Figure Painting (Dustin)
[OK: ewwww!!! The photo was too discoloured - made him look sickly green.!)
Anyway, I haven't done a painting from a model in a long time, so it was time to get back to that. This was an OK start, but, yeah, it has its problems (tubular left leg, for example, and splotchy skin disease).
Some problems I had while painting this were:
1.) deciding how to represent the background. I wanted him to emerge from the shadows, which he didn't in real life, so I had to invent some of that. And I wasn't even sure what colour to make the background, which impacted my colour choice for the shadows on the skin.
2.) Well, skin colour. Partly made worse by not deciding on a background colour. But also creating excessive colour variations, such as the really pink skin on the cheeks and the greenish skin on the arms.
3.) Focusing more on the crossed arms and less on the face.

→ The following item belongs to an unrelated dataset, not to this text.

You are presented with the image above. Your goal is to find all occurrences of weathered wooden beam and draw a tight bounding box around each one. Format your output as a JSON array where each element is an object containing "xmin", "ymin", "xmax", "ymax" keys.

I find it really difficult to "abstract" a face in order to focus attention elsewhere. (In this case, on the crossed arms.) I pretty much blew it here, but that's what practice is for.
Anyway, this was a good jump back into painting the figure, even if it isn't wildly successful. I haven't decided whether to keep this one (and possibly rework it?) or else paint over it. Don't have to decide for a while, though. Like until I move or run out of canvas. (I AM tempted to touch it up, but without the model, it may be a futile exercise, as I won't have the information in front of me.) At any rate, it got me ready for the next figure painting, which was somewhat more successful.